This October, the Institute of Contemporary Art/Boston (ICA) opens the first comprehensive U.S. museum exhibition on Black Mountain College (BMC), a small, experimental school in North Carolina whose influence on art practice and pedagogy still has profound impact today. Leap Before You Look: Black Mountain College 1933–1957 focuses on how, despite its brief existence, Black Mountain College became a seminal meeting place for many of the artists, musicians, poets, and thinkers who would become leading practitioners of the postwar period. Figures such as Anni and Josef Albers, John Cage, Merce Cunningham, Robert Rauschenberg, Elaine and Willem de Kooning, Buckminster Fuller, Ruth Asawa, Robert Motherwell, Gwendolyn and Jacob Lawrence, Cy Twombly, Franz Kline, Charles Olson, and Robert Creeley taught and studied at the college, among many others.

The exhibition features 261 objects by nearly 100 artists, archival materials, and, true to the interdisciplinary nature of the school, a grand piano and dance floor for live, in-gallery performances.
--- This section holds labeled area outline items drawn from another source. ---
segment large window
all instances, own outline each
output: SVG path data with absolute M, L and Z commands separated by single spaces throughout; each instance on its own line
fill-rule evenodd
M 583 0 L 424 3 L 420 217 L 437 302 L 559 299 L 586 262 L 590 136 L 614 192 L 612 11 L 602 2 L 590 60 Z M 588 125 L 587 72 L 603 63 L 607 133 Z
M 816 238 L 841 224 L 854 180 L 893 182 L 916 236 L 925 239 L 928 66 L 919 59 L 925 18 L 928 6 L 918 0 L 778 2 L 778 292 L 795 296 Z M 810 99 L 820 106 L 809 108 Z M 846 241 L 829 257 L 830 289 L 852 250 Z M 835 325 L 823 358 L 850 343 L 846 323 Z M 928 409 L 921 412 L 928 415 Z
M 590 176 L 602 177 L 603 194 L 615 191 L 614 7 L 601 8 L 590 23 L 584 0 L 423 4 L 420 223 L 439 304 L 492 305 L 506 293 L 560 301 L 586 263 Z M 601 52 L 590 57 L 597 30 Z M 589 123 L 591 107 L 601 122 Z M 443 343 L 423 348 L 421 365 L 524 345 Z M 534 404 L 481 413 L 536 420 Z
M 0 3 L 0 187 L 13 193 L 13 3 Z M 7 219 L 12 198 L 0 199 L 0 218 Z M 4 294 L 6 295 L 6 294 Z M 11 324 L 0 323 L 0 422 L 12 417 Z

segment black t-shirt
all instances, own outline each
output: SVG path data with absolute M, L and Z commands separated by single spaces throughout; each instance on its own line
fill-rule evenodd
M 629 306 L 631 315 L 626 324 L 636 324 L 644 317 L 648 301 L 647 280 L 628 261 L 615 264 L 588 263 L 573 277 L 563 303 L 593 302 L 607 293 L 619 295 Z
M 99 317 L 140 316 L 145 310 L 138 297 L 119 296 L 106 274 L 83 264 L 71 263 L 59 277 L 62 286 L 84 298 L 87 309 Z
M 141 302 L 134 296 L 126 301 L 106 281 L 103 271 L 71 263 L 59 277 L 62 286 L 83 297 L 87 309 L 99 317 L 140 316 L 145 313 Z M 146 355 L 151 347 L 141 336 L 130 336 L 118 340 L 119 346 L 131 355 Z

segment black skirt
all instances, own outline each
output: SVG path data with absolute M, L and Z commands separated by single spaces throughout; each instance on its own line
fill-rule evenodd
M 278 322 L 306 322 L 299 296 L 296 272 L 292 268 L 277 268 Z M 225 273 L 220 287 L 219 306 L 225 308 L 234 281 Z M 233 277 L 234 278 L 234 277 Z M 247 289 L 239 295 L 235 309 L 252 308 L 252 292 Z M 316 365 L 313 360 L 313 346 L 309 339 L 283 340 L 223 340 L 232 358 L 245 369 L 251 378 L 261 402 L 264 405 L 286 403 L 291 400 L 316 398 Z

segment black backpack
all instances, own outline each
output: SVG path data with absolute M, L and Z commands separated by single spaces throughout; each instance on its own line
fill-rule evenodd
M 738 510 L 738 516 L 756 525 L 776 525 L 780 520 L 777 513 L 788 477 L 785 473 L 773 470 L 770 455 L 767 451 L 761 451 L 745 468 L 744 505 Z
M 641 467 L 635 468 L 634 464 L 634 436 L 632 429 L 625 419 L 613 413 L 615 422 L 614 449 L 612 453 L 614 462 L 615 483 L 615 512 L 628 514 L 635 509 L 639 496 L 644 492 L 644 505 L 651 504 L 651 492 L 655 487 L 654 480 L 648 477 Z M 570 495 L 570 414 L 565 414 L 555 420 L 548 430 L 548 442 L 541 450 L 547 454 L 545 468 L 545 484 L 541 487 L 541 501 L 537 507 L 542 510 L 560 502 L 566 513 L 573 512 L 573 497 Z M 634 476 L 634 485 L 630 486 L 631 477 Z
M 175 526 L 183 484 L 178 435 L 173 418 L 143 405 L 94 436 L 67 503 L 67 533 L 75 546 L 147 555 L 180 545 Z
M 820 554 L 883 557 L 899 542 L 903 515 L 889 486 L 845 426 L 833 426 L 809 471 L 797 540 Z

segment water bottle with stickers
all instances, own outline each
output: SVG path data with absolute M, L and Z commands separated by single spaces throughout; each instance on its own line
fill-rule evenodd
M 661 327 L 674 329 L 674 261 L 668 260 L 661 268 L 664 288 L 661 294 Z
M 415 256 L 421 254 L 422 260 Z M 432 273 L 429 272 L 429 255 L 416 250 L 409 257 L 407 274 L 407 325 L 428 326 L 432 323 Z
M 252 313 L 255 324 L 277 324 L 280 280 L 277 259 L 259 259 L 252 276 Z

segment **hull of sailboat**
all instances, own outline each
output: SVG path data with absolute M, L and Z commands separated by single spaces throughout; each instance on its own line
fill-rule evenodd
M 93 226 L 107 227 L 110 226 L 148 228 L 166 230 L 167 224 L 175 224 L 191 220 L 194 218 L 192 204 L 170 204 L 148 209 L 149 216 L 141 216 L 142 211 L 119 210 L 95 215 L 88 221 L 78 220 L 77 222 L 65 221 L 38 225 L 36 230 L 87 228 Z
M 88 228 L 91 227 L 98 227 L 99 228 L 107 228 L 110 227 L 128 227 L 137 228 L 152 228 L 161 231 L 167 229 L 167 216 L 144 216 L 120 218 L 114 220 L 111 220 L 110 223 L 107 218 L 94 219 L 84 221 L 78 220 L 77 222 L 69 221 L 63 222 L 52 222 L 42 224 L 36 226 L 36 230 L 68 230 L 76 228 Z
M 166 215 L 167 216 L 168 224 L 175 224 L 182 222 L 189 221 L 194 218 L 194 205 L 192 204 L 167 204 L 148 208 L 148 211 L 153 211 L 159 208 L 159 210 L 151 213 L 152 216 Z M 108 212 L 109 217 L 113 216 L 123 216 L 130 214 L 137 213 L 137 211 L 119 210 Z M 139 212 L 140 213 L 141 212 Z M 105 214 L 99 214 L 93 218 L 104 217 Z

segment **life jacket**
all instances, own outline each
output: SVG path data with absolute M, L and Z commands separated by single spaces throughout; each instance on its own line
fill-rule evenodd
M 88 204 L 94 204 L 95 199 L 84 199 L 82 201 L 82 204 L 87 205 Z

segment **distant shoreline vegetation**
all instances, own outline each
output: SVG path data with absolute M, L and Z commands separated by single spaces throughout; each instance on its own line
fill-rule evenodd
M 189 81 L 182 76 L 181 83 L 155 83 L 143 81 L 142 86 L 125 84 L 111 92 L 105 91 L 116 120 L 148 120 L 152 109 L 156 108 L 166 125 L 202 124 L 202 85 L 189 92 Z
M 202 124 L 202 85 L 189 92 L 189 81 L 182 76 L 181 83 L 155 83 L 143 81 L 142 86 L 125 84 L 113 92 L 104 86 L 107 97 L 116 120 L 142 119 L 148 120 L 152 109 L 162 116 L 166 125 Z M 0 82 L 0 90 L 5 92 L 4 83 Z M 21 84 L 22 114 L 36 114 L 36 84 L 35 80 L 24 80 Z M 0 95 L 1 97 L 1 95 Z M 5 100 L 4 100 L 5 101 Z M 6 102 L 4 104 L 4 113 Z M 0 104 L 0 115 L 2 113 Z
Organized by Helen Molesworth, the ICA’s former Barbara Lee Chief Curator, with Assistant Curator Ruth Erickson, Leap Before You Look will be on view from Oct. 10, 2015 to Jan. 24, 2016. Following its ICA debut, the exhibition will travel to the Hammer Museum in Los Angeles, California (Feb. 21–May 14, 2016) and the Wexner Center for the Arts in Columbus, Ohio (Sept. 17, 2016–Jan. 1, 2017.)

“We are extremely proud to present Leap Before You Look: Black Mountain College 1933-1957, a comprehensive examination of Black Mountain College, whose radical art, artists, and ideas have had a lasting impact on the art of our time,” said Jill Medvedow, Ellen Matilda Poss Director. “The most ambitious curatorial project ever undertaken by the ICA, the exhibition and performances pose an expansive vision of the arts and creativity—one that matches the ICA’s interdisciplinary artistic program and our view of the centrality of the arts in education.”

“Black Mountain College is an important historical precedent for thinking about relationships between art, pedagogy, democracy, and globalism,” said Molesworth. “Leap Before You Look examines the college’s critical role in shaping many major movements, and ideas in postwar art and education, including assemblage, contemporary dance and music, the New American Poetry, and the American studio craft movement—influences that can still be seen and felt today.”
The exhibition follows a gentle chronology, organizing the material in thematic sections, allowing each gallery to elucidate various aspects of BMC’s practice, pedagogy, and philosophy.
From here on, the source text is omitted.